Il sentimento prevalente è la tristezza. Una tristezza pesante, violenta, fisicamente dolorosa.
C'è il colore del tradimento, delle promesse che non potranno essere mantenute, della solitudine dell’essere abbandonati ad affrontare da soli la morte.
Ci sono i toni dell’angoscia opprimente, il sentimento spaventoso della propria precarietà, della vita appesa a un filo, della percezione che non vi sia futuro, dell’incapacità di vederlo.
Il colore dell’ultima cena è quello dell’oscurità più fitta.
Tanto che persino la parola della resurrezione si perde dentro un mare di buio senza fine.
Il Dio che promette la vita, il Dio che stringe l’uomo in un’alleanza infrangibile non dona se stesso in un clima di festa ma sprofondando in un abisso di dolore, di tristezza, di solitudine, di angoscia, di morte.
Lo fa dal di dentro di tutto ciò, capite?
Non da un luogo incontaminato e sicuro. Dal di dentro.
Dio si consegna così nel modo più radicale possibile: entrando dentro l’umano più dolente, compromesso, contraddittorio, vuoto di speranza.
Il gesto eucaristico non è prima di tutto il farsi pezzo di pane a favore dei puri, ma l’introdursi dentro ciò che sembra sfigurare l’uomo, senza protezioni di sorta.
Non abbiamo altra parola da annunciare di fronte alle onde del male se non questa parola fragile e umile: quella della Sua presenza.
È una parola fragile ma che abbiamo il dovere di dire, delicatamente, umilmente, fermamente. Perché a quella parola abbiamo appeso la nostra vita.
Il dramma non ci è tolto né risparmiato.
Il dolore marca forte il limite che abbiamo, la misura di umanità che siamo chiamati a colmare per tracimare nell’Oltre.
Ma quella cena dovrebbe abilitarci lo sguardo a riconoscere un frammento eucaristico in ogni uomo o donna dolente.
Non per offrire a Dio il dolore, ma per riconoscere che dentro il dolore Dio non si ritrae e non smette di far dono di sé.
Sì, ho detto bene: ogni uomo o donna dolente è un frammento eucaristico. È presenza viva del Cristo che sta con l’umanità sofferente.
Ogni Eucaristia dovrebbe aprirci gli occhi sull’umano che patisce perché sia trattato con perfino maggiore dignità di quella che riserviamo al pane consacrato.

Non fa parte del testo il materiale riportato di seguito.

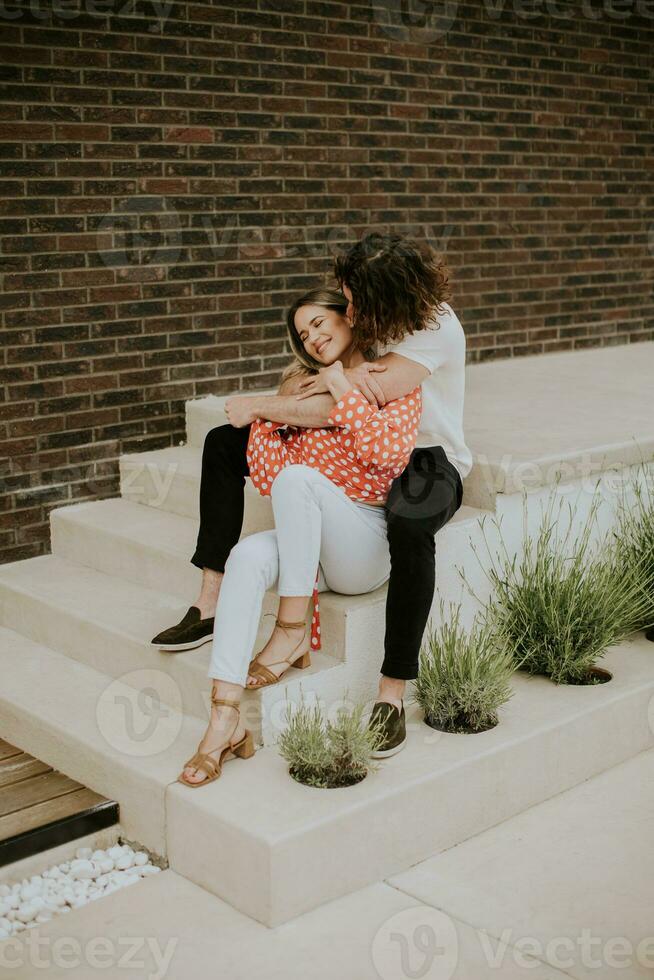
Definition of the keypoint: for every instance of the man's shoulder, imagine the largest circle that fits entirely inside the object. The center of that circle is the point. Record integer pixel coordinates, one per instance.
(443, 315)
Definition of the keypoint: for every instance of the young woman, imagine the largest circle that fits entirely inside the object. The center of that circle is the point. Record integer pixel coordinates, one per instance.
(328, 486)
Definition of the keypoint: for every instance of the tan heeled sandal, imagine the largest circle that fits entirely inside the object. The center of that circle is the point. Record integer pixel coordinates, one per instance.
(267, 676)
(205, 760)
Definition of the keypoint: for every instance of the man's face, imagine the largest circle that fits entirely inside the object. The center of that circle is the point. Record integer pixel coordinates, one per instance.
(349, 313)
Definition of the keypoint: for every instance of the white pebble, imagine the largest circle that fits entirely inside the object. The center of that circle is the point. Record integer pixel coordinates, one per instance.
(81, 869)
(59, 889)
(26, 912)
(30, 891)
(149, 869)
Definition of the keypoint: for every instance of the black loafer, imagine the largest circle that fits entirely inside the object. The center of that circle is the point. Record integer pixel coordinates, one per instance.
(394, 725)
(189, 633)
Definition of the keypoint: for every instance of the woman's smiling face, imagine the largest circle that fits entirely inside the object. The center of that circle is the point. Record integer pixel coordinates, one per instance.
(325, 334)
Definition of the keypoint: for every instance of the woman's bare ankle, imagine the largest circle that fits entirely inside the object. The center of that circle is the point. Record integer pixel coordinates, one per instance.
(391, 689)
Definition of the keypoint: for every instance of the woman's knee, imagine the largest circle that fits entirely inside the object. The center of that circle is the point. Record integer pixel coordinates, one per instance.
(253, 555)
(295, 476)
(222, 439)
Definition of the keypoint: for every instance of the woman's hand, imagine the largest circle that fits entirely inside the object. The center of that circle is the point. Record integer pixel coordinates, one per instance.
(241, 410)
(358, 377)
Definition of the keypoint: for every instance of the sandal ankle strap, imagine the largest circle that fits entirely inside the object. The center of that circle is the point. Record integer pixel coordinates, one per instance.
(229, 701)
(279, 622)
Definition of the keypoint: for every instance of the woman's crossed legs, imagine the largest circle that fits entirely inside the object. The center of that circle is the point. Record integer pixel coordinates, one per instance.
(315, 522)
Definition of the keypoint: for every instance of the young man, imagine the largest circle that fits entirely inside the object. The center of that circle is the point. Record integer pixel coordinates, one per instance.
(397, 292)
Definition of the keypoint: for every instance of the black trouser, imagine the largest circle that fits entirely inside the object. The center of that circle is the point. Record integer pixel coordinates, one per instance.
(421, 500)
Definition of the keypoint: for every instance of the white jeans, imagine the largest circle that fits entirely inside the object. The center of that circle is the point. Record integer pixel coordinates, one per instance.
(317, 526)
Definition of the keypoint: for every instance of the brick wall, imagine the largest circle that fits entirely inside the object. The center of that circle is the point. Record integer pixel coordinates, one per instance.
(168, 184)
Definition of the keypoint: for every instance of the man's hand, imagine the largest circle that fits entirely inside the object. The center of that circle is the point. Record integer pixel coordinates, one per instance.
(240, 410)
(360, 377)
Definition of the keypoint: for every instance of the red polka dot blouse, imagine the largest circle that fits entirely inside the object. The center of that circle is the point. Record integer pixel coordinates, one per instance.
(363, 450)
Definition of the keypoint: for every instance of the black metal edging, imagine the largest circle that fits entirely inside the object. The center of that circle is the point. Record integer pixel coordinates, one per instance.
(40, 839)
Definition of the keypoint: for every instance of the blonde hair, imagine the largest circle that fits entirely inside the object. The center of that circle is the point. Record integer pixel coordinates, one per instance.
(303, 363)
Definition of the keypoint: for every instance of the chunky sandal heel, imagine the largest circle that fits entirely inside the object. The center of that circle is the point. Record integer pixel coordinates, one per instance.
(206, 762)
(245, 748)
(266, 676)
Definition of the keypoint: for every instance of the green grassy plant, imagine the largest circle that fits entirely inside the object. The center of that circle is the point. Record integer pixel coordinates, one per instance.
(634, 543)
(464, 677)
(563, 600)
(328, 753)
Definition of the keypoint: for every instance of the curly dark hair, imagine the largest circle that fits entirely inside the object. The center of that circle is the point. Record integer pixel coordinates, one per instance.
(396, 283)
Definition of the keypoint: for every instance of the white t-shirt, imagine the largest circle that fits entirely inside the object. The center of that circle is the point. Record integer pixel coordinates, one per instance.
(441, 349)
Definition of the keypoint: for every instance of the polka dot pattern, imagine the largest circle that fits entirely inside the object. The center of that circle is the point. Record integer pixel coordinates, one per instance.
(362, 451)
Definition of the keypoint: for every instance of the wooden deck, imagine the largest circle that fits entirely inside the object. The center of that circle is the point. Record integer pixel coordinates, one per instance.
(41, 808)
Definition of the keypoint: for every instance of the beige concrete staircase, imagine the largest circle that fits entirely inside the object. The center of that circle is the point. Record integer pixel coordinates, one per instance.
(83, 690)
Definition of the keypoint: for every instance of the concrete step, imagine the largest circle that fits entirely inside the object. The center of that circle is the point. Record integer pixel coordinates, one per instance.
(106, 623)
(531, 421)
(203, 414)
(169, 479)
(151, 548)
(270, 833)
(79, 721)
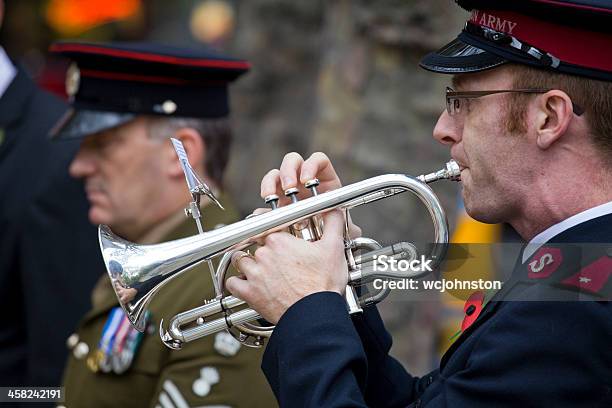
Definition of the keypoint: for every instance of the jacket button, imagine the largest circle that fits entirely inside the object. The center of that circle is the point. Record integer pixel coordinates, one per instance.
(72, 341)
(80, 351)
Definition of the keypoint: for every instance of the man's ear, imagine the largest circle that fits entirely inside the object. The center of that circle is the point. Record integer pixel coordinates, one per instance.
(195, 148)
(553, 117)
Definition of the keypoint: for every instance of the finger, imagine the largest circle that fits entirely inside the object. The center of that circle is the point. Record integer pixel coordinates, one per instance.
(238, 287)
(243, 262)
(334, 225)
(290, 170)
(270, 184)
(319, 166)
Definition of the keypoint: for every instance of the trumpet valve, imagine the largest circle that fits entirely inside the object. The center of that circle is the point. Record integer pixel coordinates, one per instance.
(312, 186)
(272, 201)
(292, 194)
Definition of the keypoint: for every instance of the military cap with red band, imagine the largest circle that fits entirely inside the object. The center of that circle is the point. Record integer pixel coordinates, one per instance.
(572, 37)
(110, 83)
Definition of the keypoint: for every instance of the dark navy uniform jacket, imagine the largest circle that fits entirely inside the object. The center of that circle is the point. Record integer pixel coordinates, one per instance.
(516, 354)
(49, 255)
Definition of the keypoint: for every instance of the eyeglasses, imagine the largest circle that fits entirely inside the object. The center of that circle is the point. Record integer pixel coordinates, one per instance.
(454, 99)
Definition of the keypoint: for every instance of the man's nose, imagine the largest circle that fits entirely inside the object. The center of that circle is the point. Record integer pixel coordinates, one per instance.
(83, 163)
(448, 129)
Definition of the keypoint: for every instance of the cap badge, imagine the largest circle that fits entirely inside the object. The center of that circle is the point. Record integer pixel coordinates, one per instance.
(73, 80)
(168, 107)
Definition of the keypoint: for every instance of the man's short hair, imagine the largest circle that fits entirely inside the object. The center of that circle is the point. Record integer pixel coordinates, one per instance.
(216, 134)
(592, 95)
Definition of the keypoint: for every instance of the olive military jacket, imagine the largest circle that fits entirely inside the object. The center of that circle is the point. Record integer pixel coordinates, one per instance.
(212, 371)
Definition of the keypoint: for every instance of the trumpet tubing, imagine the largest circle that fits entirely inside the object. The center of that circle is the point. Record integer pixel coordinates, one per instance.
(138, 272)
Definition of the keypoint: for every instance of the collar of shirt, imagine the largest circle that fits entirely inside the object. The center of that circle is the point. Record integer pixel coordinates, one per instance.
(549, 233)
(7, 71)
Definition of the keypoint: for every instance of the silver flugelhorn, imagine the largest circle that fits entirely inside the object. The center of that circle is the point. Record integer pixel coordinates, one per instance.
(138, 272)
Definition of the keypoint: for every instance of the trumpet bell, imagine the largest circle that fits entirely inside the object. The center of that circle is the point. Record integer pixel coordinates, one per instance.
(138, 272)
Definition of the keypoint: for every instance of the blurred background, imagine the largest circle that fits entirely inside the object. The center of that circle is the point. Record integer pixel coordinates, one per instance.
(337, 76)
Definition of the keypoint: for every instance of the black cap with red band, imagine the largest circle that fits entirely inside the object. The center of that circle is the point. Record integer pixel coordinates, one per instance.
(572, 37)
(109, 84)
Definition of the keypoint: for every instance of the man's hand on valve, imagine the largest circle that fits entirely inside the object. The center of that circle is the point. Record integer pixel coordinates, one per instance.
(286, 269)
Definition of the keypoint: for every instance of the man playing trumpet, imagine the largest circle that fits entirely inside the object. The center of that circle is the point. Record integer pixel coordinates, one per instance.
(529, 122)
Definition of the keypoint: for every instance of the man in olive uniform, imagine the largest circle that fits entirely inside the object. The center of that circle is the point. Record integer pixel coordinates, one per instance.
(127, 101)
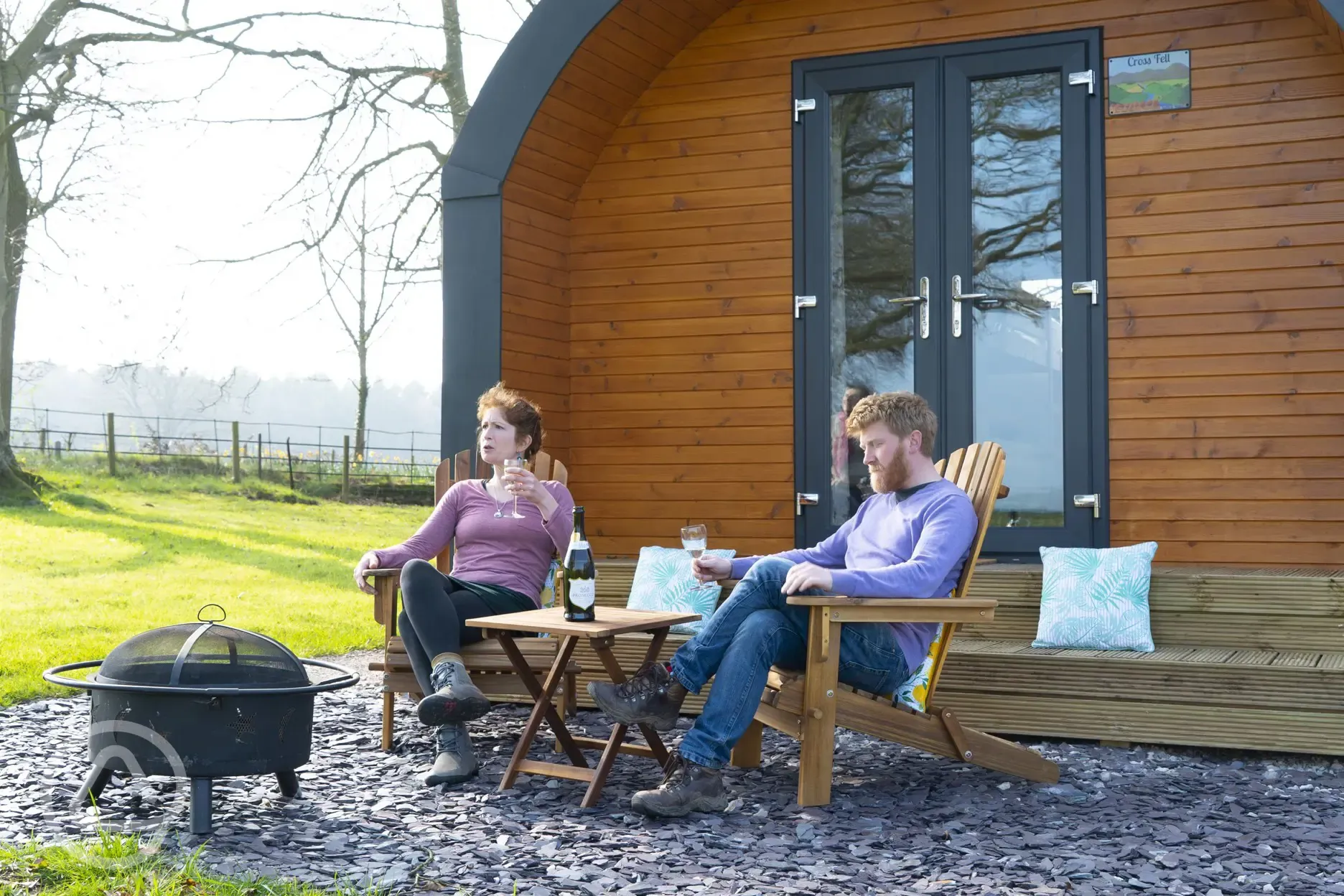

Oggi si dice sia la festa dei preti.
Ma prendere tra le mani l’umanità dolente è il gesto più sacerdotale che ci sia e per farlo non occorre altro che riascoltare le parole del Cristo: «Fate questo in memoria di me».
Siate dentro e con l’umano dolente, accettatelo in voi stessi, curatelo, offrite con la dedizione una parola che sappia di eterno.
Questo ci unge ogni volta tutti sacerdoti e a questa parola tutti promettiamo di essere fedeli.